Late Spring Retreat 06.4.22
The Triple Gem
Besides practicing with the precepts for ethical behavior, the foundation of the Buddha’s path to awakening is taking refuge in the Triple Gem: the Buddha, the Dharma (teachings of the Buddha) and the Sangha (the community that practices together).
In this retreat we explored the following topics: What is meant by Buddha, Dharma, and Sangha? Why would one take refuge in them? What are we taking refuge from? And how can taking refuge in the Triple Gem support our Dharma practice and our lives?
*Talk begins at 2min30s.
Spring Retreat 04.2.22
Understanding and Practicing with Emotions
Emotions are a very natural and universal part of our shared human experience. They can range from peaceful to rageful, and from minor to overwhelming. In and of themselves they are not problematic, yet when we are not mindful of their presence, they can, and often do, have a major impact on our lives.
We will spend our day exploring and practicing how to be with emotions, both pleasant and unpleasant, in a skillful way—including how to ground and stabilize ourselves when they become overwhelming.
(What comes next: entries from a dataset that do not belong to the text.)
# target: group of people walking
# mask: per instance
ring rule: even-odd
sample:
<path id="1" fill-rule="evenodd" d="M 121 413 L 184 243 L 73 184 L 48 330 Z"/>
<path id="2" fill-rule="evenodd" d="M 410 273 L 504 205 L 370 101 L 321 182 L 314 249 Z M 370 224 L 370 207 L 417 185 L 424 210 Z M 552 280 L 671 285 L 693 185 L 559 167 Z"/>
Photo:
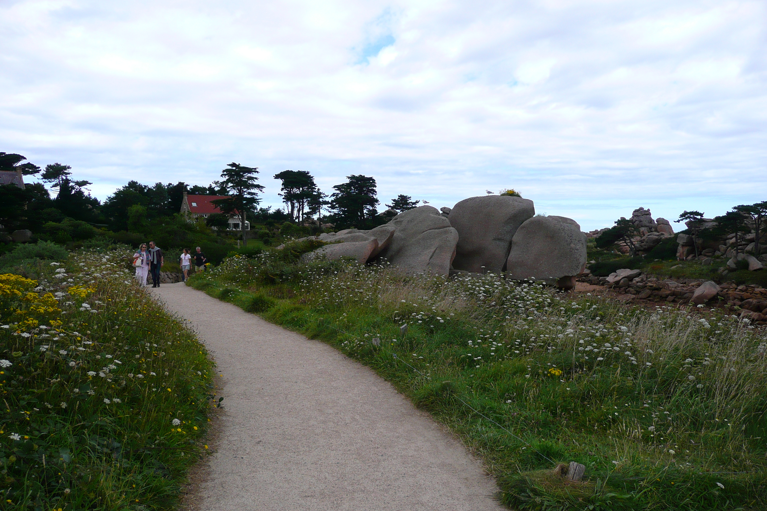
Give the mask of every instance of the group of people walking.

The retreat will include sitting and standing/walking meditation, daily life practice, small group discussion, and teachings on the subject.
Winter Retreat 02.4.22
The Marriage of Mindfulness and Loving Kindness
The Mindfulness and Loving Kindness practices are almost exclusively taught separately. In this day-long retreat we explored the ways Mindfulness and Loving Kindness are inextricably connected and how they both play an important role in the arising and cultivation of the other.
Late Fall Retreat 12.4.21
We are always receiving something from life – a sound, a thought, a sight, etc. These things impress on us in a particular way. For example, a scent could register as pleasant (a rose), as unpleasant (garbage), or as neutral (a room or space within your home). These impressions happen spontaneously and come along with the smell itself.
It is important to become mindful of these sense impressions because when we are not, we fall into habitual ways of reacting to them. Without mindfulness, we tend to cling onto what is pleasant, push away what is unpleasant, and not notice what is neutral. It's not a good recipe for peace and contentment in the heart and mind.